# Mylands Cellulose Sanding Sealer



## RPM (Mar 6, 2005)

I picked up a can of this yesterday to compare to the sealer that I have been using.  The instructions were a bit vaugue, "Apply two thin coats with a brush or soft cloth when stationary.  Lightly rub down between with a fine abrasive or 0000 wire wool."  For those of you that use this, how long do you typically allow between coats and subsequent finishing?  This appears to be a shellac based product and I assume that I can put lacquer over this, is that corect?
Thanks,
Richard


----------



## Old Griz (Mar 6, 2005)

I put on 2 coats using a paper towel, let it dry for a minute or two and buff with 0000 steel wool
It is not a shellac based product.. it is a lacquer based sanding sealer and dries quickly in thin coats (thus the name Cellulose... lacquer is a nitrocellulose based product)... I usually smooth it with the steel wool and then do a 3-4 coat thick CA finish sanded to 12000MM wet and then use Hut Plastic Polish and Ren Wax... 
If you are using lacquer for your final finish, remember that lacquer needs to cure for a couple of days before final sanding and polishing... it usually takes about 4-9 days for lacquer to totally cure depending on humidity and temp...


----------



## ctEaglesc (Mar 6, 2005)

I put it on stationary.then add a LITTLE to a paper towel and turn the lathe on and "heat "in in liek a friction polish.
# coats all the same way.
This is the method reccomended by the guys a Woodturningz.
I have found it helps to MM starting with #5 or6 to level it off.
I then use 3 coats of Mylands high build friction polish applied the same way.
Then 3 coats of carnauba.
Jason at WT told me about this finish and It's great!
Oh after the carnauba sets for 12 hrs TSW!, of course!


----------



## Randy (Mar 10, 2005)

I too like the Myland Sanding Sealer but I have thinned mine with 50% Lacquer thinner.

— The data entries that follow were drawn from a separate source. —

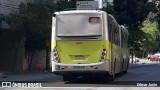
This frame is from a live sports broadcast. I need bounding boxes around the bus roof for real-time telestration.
[54,10,105,15]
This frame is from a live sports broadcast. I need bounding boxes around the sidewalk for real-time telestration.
[0,71,63,82]
[0,70,49,78]
[129,58,160,68]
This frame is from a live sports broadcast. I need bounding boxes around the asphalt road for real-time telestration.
[0,59,160,90]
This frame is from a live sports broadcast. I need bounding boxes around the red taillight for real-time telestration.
[100,48,107,62]
[53,49,60,63]
[54,53,58,56]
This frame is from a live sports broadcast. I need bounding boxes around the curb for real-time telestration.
[129,63,159,69]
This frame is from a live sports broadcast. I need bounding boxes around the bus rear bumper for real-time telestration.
[52,60,109,74]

Penetrates better and is easier to burn in with a cloth.


----------



## Gary (Mar 10, 2005)

I've used the product and have been very satisfied with it. I use it the same way Tom does.


----------



## Rifleman1776 (Mar 11, 2005)

I put on while turning at slow speed. I use two coats. It dries almost instantly. By the time I put the cap back on the bottle and pick up my finish it is dry and ready for the finish. Good product.


----------